2. What struck me the most is the phantom of temptation that will always stalk each of us as long as evil exists. The movie brings that lesson out repeatedly, as I am sure many of you have already noticed. One haunting line is that of the temptation of Edmund by the ghost of the White Witch--she exists in his mind as long as evil exists. We all carry such temptations, but we need not be dominated by them. Therein lies the drama of human life--to rise above our constant temptations of various kinds and be pleasantly surprised by the fruit arising from our choice of the good.
3. Yes, we live in a highly confused Western society in which many have insanely trivialized the most intimate of physical encounters. Yes, we live in a highly confused society where many are blind to abortion as the killing of a human life and instead view the matter solely as one of "sacred" libertarian autonomy at the expense of the helpless and voiceless. Yes, we live in a highly confused society which believes that "anything goes" moral relativism poses no serious dangers.
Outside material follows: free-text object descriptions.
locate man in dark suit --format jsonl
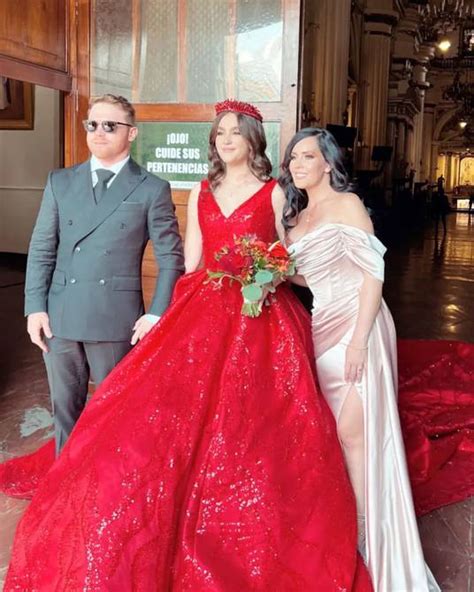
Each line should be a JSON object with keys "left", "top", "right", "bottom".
{"left": 25, "top": 94, "right": 184, "bottom": 454}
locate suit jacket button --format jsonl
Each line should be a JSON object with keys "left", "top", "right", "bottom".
{"left": 99, "top": 279, "right": 106, "bottom": 285}
{"left": 70, "top": 278, "right": 77, "bottom": 284}
{"left": 68, "top": 220, "right": 73, "bottom": 225}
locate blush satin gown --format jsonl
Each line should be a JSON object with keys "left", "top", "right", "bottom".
{"left": 1, "top": 182, "right": 372, "bottom": 591}
{"left": 290, "top": 223, "right": 441, "bottom": 592}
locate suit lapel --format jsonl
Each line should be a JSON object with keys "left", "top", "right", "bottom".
{"left": 73, "top": 158, "right": 146, "bottom": 244}
{"left": 63, "top": 160, "right": 95, "bottom": 224}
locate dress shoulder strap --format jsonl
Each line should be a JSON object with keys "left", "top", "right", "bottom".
{"left": 199, "top": 178, "right": 210, "bottom": 192}
{"left": 267, "top": 178, "right": 277, "bottom": 191}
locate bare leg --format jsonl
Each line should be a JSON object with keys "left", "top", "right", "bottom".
{"left": 337, "top": 386, "right": 365, "bottom": 550}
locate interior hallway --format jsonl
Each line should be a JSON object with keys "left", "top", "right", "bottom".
{"left": 0, "top": 212, "right": 473, "bottom": 590}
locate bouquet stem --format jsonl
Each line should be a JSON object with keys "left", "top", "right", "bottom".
{"left": 241, "top": 299, "right": 263, "bottom": 317}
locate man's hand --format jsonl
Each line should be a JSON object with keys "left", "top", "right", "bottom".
{"left": 27, "top": 312, "right": 53, "bottom": 353}
{"left": 131, "top": 314, "right": 160, "bottom": 345}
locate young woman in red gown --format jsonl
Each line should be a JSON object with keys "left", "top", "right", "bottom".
{"left": 1, "top": 101, "right": 372, "bottom": 591}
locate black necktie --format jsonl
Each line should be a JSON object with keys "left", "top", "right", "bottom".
{"left": 94, "top": 169, "right": 115, "bottom": 203}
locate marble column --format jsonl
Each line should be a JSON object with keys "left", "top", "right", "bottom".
{"left": 412, "top": 112, "right": 424, "bottom": 180}
{"left": 445, "top": 153, "right": 454, "bottom": 191}
{"left": 421, "top": 105, "right": 435, "bottom": 181}
{"left": 442, "top": 154, "right": 448, "bottom": 179}
{"left": 453, "top": 155, "right": 460, "bottom": 188}
{"left": 396, "top": 119, "right": 407, "bottom": 174}
{"left": 431, "top": 143, "right": 439, "bottom": 181}
{"left": 386, "top": 118, "right": 397, "bottom": 182}
{"left": 312, "top": 0, "right": 352, "bottom": 126}
{"left": 406, "top": 125, "right": 415, "bottom": 170}
{"left": 387, "top": 118, "right": 397, "bottom": 150}
{"left": 358, "top": 8, "right": 399, "bottom": 168}
{"left": 437, "top": 154, "right": 445, "bottom": 183}
{"left": 411, "top": 45, "right": 433, "bottom": 182}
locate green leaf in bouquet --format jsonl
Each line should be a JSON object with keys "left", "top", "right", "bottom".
{"left": 242, "top": 283, "right": 263, "bottom": 301}
{"left": 207, "top": 271, "right": 224, "bottom": 280}
{"left": 254, "top": 270, "right": 274, "bottom": 285}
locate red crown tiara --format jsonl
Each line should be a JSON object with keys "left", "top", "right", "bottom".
{"left": 215, "top": 99, "right": 263, "bottom": 122}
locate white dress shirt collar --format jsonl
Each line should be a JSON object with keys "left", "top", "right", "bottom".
{"left": 90, "top": 154, "right": 130, "bottom": 176}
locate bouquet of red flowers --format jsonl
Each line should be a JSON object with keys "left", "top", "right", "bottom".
{"left": 207, "top": 235, "right": 296, "bottom": 317}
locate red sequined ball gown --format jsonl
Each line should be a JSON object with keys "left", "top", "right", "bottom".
{"left": 3, "top": 179, "right": 372, "bottom": 591}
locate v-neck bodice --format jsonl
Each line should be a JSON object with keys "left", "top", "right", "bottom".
{"left": 198, "top": 178, "right": 277, "bottom": 268}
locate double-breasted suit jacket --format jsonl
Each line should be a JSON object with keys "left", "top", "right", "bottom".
{"left": 25, "top": 158, "right": 184, "bottom": 342}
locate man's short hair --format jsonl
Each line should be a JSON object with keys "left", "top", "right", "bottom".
{"left": 89, "top": 94, "right": 136, "bottom": 125}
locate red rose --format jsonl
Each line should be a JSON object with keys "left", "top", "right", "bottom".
{"left": 219, "top": 251, "right": 253, "bottom": 275}
{"left": 268, "top": 242, "right": 289, "bottom": 259}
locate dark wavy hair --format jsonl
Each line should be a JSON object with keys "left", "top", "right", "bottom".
{"left": 279, "top": 127, "right": 354, "bottom": 230}
{"left": 208, "top": 112, "right": 272, "bottom": 190}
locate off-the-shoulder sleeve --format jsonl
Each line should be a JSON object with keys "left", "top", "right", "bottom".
{"left": 341, "top": 227, "right": 386, "bottom": 281}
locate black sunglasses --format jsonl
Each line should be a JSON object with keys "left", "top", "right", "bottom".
{"left": 83, "top": 120, "right": 134, "bottom": 133}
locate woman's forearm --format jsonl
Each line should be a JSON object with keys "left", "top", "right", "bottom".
{"left": 350, "top": 274, "right": 383, "bottom": 347}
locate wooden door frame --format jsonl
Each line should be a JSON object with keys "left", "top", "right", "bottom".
{"left": 64, "top": 0, "right": 90, "bottom": 166}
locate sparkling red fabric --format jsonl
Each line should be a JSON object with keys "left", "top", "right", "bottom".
{"left": 1, "top": 180, "right": 372, "bottom": 591}
{"left": 397, "top": 339, "right": 474, "bottom": 516}
{"left": 5, "top": 340, "right": 471, "bottom": 518}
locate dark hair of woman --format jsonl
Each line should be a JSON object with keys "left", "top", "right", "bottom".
{"left": 279, "top": 127, "right": 354, "bottom": 230}
{"left": 207, "top": 112, "right": 273, "bottom": 190}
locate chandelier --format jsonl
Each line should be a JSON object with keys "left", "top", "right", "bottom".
{"left": 418, "top": 0, "right": 474, "bottom": 43}
{"left": 443, "top": 70, "right": 474, "bottom": 117}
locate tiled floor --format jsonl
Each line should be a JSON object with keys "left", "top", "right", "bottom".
{"left": 0, "top": 213, "right": 472, "bottom": 590}
{"left": 384, "top": 212, "right": 474, "bottom": 343}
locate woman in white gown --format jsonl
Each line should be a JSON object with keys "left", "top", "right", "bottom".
{"left": 279, "top": 128, "right": 440, "bottom": 592}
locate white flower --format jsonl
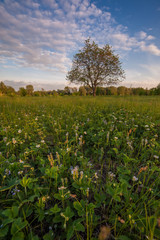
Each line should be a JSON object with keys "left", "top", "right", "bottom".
{"left": 153, "top": 155, "right": 159, "bottom": 159}
{"left": 132, "top": 176, "right": 138, "bottom": 182}
{"left": 3, "top": 137, "right": 7, "bottom": 142}
{"left": 36, "top": 144, "right": 40, "bottom": 148}
{"left": 18, "top": 129, "right": 22, "bottom": 133}
{"left": 41, "top": 140, "right": 45, "bottom": 143}
{"left": 58, "top": 186, "right": 67, "bottom": 190}
{"left": 108, "top": 171, "right": 116, "bottom": 179}
{"left": 114, "top": 137, "right": 118, "bottom": 140}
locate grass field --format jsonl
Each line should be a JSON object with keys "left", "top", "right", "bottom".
{"left": 0, "top": 96, "right": 160, "bottom": 240}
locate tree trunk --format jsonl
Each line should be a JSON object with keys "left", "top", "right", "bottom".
{"left": 93, "top": 87, "right": 96, "bottom": 96}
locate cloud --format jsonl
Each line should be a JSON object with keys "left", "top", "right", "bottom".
{"left": 125, "top": 68, "right": 160, "bottom": 88}
{"left": 0, "top": 0, "right": 160, "bottom": 78}
{"left": 140, "top": 42, "right": 160, "bottom": 56}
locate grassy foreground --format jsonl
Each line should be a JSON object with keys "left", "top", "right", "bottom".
{"left": 0, "top": 96, "right": 160, "bottom": 240}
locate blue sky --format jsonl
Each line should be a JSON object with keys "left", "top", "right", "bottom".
{"left": 0, "top": 0, "right": 160, "bottom": 90}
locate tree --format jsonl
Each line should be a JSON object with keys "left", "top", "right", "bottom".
{"left": 26, "top": 85, "right": 34, "bottom": 95}
{"left": 19, "top": 87, "right": 27, "bottom": 96}
{"left": 66, "top": 39, "right": 125, "bottom": 96}
{"left": 0, "top": 82, "right": 7, "bottom": 94}
{"left": 79, "top": 86, "right": 86, "bottom": 96}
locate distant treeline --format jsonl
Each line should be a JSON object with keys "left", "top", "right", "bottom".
{"left": 0, "top": 81, "right": 160, "bottom": 96}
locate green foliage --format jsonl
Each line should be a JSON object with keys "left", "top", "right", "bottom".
{"left": 0, "top": 96, "right": 160, "bottom": 239}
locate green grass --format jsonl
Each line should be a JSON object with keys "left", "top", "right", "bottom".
{"left": 0, "top": 96, "right": 160, "bottom": 240}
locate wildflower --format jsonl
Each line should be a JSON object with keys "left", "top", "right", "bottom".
{"left": 41, "top": 140, "right": 45, "bottom": 143}
{"left": 95, "top": 172, "right": 98, "bottom": 179}
{"left": 70, "top": 194, "right": 77, "bottom": 198}
{"left": 19, "top": 159, "right": 24, "bottom": 163}
{"left": 66, "top": 148, "right": 70, "bottom": 152}
{"left": 153, "top": 155, "right": 159, "bottom": 159}
{"left": 72, "top": 166, "right": 79, "bottom": 180}
{"left": 98, "top": 226, "right": 111, "bottom": 240}
{"left": 58, "top": 186, "right": 67, "bottom": 190}
{"left": 18, "top": 171, "right": 23, "bottom": 175}
{"left": 42, "top": 196, "right": 47, "bottom": 202}
{"left": 49, "top": 226, "right": 52, "bottom": 230}
{"left": 84, "top": 131, "right": 87, "bottom": 134}
{"left": 86, "top": 188, "right": 89, "bottom": 198}
{"left": 114, "top": 137, "right": 118, "bottom": 140}
{"left": 5, "top": 169, "right": 11, "bottom": 175}
{"left": 132, "top": 176, "right": 138, "bottom": 182}
{"left": 3, "top": 137, "right": 7, "bottom": 142}
{"left": 12, "top": 138, "right": 17, "bottom": 144}
{"left": 138, "top": 166, "right": 148, "bottom": 175}
{"left": 35, "top": 117, "right": 38, "bottom": 120}
{"left": 36, "top": 144, "right": 40, "bottom": 148}
{"left": 18, "top": 129, "right": 22, "bottom": 133}
{"left": 11, "top": 187, "right": 20, "bottom": 195}
{"left": 118, "top": 217, "right": 125, "bottom": 224}
{"left": 108, "top": 171, "right": 116, "bottom": 180}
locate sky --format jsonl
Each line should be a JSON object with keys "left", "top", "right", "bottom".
{"left": 0, "top": 0, "right": 160, "bottom": 90}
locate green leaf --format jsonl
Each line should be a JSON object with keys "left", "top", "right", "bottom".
{"left": 12, "top": 206, "right": 19, "bottom": 218}
{"left": 54, "top": 193, "right": 62, "bottom": 200}
{"left": 113, "top": 148, "right": 118, "bottom": 154}
{"left": 94, "top": 192, "right": 106, "bottom": 203}
{"left": 73, "top": 201, "right": 85, "bottom": 216}
{"left": 53, "top": 215, "right": 62, "bottom": 223}
{"left": 28, "top": 195, "right": 38, "bottom": 202}
{"left": 0, "top": 225, "right": 9, "bottom": 237}
{"left": 65, "top": 206, "right": 74, "bottom": 219}
{"left": 74, "top": 222, "right": 85, "bottom": 232}
{"left": 0, "top": 179, "right": 20, "bottom": 192}
{"left": 43, "top": 230, "right": 54, "bottom": 240}
{"left": 49, "top": 204, "right": 61, "bottom": 214}
{"left": 67, "top": 226, "right": 74, "bottom": 240}
{"left": 87, "top": 203, "right": 95, "bottom": 211}
{"left": 12, "top": 231, "right": 24, "bottom": 240}
{"left": 107, "top": 186, "right": 115, "bottom": 196}
{"left": 73, "top": 202, "right": 82, "bottom": 211}
{"left": 3, "top": 218, "right": 14, "bottom": 226}
{"left": 2, "top": 209, "right": 12, "bottom": 218}
{"left": 11, "top": 218, "right": 28, "bottom": 235}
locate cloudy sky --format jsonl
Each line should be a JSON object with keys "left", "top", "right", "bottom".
{"left": 0, "top": 0, "right": 160, "bottom": 90}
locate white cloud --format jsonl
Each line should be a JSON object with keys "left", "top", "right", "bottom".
{"left": 140, "top": 42, "right": 160, "bottom": 56}
{"left": 138, "top": 31, "right": 147, "bottom": 39}
{"left": 125, "top": 68, "right": 160, "bottom": 88}
{"left": 0, "top": 0, "right": 160, "bottom": 80}
{"left": 146, "top": 35, "right": 155, "bottom": 40}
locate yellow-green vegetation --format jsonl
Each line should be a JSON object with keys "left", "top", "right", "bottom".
{"left": 0, "top": 96, "right": 160, "bottom": 240}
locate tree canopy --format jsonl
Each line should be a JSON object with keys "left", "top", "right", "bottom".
{"left": 66, "top": 39, "right": 125, "bottom": 96}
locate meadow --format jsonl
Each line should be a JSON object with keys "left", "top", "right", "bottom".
{"left": 0, "top": 96, "right": 160, "bottom": 240}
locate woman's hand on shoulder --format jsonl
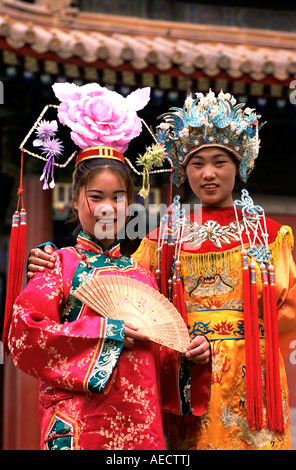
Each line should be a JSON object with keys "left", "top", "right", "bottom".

But the human yearning for good to triumph over evil persists, for kindness to trump the frenzied will to power, exploitation, domination, and possessiveness in all its forms, whether political, ethnic, economic, or sexual. Lewis' story in both its book and film versions reenacts the reality of that yearning for sanity. The seed is there for the sanity to spread. And readers of the Gospel know that even very small seeds can surprise us.